“Una visione di verità quasi insostenibile”
Martin Scorsese
Hugh, Leila e Ben sono tre fratelli afroamericani, due dei quali di pelle chiara, che vivono insieme in una casa a New York. Hugh, il più grande, l’unico palesemente di colore, è un cantante di nightclub in declino, Ben è un trombettista jazz che passa il tempo nei bar con due compagni di sbronze, Dennis e Tom. Leila, la più giovane, frequenta i circoli degli esistenzialisti e ambisce a diventare scrittrice.
***
Shadows, primo film di John Cassavetes, è concepito come atto di rottura nei confronti del sistema produttivo hollywoodiano, e si afferma come uno dei precursori del cinema indipendente americano. Cassavetes sceglie i suoi attori non fra i professionisti del mestiere, ma fra persone dotate di qualità espressive ed emotive particolari, un po’ come un musicista nella tradizione afroamericana del jazz sceglie i propri collaboratori: per la qualità insostituibile della loro voce individuale. A questo si accompagna la scelta del 16mm, un formato meno performante sul piano tecnico ma capace di avvicinarsi alla realtà con un’immediatezza che la pellicola professionale non avrebbe potuto restituire.
“Preferiamo film imperfetti ma vivi a film falsi. Non vogliamo film rosei: li vogliamo del colore del sangue”
John Cassavetes
È però nel metodo di costruzione della sceneggiatura che il film rivela più chiaramente la sua natura. Cassavetes lavora secondo il principio jazzistico dell’improvvisazione: attraverso una pratica laboratoriale, fa interagire gli attori a partire da situazioni che si creano spontaneamente. Ciascuno è consapevole del proprio personaggio, ma non di quello dei colleghi, e la trama scaturisce così dalla loro naturale interazione, come nell’interplay fra i musicisti jazz. Sullo sfondo di questo processo formale, il film affronta la questione delle relazioni interraziali nella New York del 1957, tema socialmente esplosivo e pressoché assente dal cinema del periodo.

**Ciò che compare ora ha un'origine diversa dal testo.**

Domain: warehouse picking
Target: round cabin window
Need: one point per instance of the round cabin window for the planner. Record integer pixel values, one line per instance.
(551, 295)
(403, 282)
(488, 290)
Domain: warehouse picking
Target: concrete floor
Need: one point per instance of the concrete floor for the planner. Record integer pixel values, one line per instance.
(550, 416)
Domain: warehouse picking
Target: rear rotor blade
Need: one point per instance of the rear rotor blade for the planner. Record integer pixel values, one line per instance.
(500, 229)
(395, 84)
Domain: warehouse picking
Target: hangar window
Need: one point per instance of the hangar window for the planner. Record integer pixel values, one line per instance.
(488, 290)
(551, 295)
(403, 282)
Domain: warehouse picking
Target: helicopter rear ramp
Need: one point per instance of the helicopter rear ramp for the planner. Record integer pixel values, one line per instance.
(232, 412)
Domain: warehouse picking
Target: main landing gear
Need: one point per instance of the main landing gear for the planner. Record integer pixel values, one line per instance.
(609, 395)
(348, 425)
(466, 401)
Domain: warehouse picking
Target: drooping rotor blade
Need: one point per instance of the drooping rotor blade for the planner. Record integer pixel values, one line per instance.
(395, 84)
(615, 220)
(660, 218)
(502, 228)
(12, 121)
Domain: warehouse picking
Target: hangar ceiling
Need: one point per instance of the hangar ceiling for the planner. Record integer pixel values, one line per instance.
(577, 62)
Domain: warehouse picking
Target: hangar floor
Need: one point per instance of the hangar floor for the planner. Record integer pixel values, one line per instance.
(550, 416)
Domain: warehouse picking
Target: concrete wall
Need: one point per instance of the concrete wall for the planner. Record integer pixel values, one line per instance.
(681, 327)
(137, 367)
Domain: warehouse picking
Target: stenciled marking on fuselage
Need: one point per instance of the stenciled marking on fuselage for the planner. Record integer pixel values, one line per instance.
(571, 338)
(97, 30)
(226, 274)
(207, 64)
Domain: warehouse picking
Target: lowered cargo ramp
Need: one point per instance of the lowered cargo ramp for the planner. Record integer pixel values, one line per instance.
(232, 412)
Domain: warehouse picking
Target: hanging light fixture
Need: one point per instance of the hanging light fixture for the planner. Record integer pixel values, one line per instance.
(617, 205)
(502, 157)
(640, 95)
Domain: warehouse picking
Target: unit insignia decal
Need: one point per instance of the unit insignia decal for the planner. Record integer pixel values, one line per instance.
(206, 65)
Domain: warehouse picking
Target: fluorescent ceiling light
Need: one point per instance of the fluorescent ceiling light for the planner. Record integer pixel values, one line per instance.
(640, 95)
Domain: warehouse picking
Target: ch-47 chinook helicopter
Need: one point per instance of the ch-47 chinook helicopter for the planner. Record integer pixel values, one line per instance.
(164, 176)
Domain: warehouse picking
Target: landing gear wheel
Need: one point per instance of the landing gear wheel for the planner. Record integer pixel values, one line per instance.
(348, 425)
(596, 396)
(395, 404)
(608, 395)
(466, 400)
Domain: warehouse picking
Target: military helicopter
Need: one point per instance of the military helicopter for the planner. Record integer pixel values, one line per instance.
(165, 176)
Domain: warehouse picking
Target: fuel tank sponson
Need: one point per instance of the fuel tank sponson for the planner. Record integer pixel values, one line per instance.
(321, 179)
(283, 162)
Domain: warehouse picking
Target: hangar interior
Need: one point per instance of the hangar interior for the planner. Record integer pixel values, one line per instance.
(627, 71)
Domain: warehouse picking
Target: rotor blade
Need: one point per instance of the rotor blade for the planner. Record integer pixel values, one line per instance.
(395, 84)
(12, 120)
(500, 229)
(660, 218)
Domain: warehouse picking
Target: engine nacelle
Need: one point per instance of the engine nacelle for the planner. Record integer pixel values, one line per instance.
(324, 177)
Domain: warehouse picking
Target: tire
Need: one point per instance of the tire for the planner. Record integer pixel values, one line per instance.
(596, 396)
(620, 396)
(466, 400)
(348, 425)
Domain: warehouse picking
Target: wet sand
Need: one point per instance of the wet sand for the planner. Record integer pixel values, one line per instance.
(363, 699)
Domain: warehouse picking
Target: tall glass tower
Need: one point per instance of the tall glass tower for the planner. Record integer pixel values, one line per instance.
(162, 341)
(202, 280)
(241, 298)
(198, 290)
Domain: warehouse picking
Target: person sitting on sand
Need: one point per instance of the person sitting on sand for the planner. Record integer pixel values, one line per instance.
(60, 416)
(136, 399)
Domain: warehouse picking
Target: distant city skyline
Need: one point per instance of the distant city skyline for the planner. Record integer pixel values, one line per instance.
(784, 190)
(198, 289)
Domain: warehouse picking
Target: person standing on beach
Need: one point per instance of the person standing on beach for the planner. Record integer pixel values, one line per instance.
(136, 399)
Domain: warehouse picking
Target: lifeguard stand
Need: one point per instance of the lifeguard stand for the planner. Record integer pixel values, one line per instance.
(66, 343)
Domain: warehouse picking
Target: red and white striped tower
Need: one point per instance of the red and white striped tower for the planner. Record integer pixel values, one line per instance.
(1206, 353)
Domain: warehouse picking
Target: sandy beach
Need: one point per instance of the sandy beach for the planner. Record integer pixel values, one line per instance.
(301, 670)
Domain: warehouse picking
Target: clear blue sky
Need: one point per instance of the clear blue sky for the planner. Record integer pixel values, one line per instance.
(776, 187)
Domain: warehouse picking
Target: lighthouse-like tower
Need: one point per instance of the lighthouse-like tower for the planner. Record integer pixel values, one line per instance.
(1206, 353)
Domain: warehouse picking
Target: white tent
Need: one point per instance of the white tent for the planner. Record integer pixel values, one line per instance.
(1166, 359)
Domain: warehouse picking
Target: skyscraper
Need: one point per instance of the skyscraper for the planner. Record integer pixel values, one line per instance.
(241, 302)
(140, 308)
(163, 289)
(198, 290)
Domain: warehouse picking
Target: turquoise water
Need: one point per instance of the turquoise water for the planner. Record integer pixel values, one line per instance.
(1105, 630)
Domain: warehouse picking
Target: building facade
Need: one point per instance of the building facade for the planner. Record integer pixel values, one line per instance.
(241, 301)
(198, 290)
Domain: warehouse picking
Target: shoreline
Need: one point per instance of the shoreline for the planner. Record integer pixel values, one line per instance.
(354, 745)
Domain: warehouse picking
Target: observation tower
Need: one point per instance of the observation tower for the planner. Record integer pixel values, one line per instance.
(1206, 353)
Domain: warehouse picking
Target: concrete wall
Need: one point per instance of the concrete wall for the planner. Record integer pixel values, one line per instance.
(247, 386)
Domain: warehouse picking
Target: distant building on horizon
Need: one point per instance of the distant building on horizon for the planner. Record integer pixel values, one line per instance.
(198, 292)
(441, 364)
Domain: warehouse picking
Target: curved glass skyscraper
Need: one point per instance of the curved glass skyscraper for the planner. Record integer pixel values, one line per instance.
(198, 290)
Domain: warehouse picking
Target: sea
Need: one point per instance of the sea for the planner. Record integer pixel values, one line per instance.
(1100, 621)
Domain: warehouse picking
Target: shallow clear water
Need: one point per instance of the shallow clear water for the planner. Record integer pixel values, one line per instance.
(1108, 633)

A legare tutto insieme interviene la colonna sonora di Charles Mingus, tra le figure più importanti e influenti nella storia della musica afroamericana. Costruita anch’essa secondo le modalità proprie del jazz — con la ripresa di temi già incisi da Mingus e ampio spazio all’improvvisazione solistica e collettiva, in particolare al sassofono di Shafi Hadi — la musica non si limita ad accompagnare le immagini ma le segue e le doppia, come se ne fosse, per dirla con il titolo, l’ombra.
***
Il film sarà proiettato in versione originale sottotitolata.
***
Questo film fa parte di Imagine the Sound, nuova rassegna ideata dal Centro d’Arte dell’Università di Padova in collaborazione con Fronte del Porto.
Un invito a esplorare il potere evocativo della musica nella sua interazione con le immagini, non solo in quanto elemento di decorazione, sottofondo e accompagnamento, ma anche e soprattutto come punto di partenza, forza generatrice che ispira la creazione di immagini e di racconti, e viene da questi ulteriormente potenziata.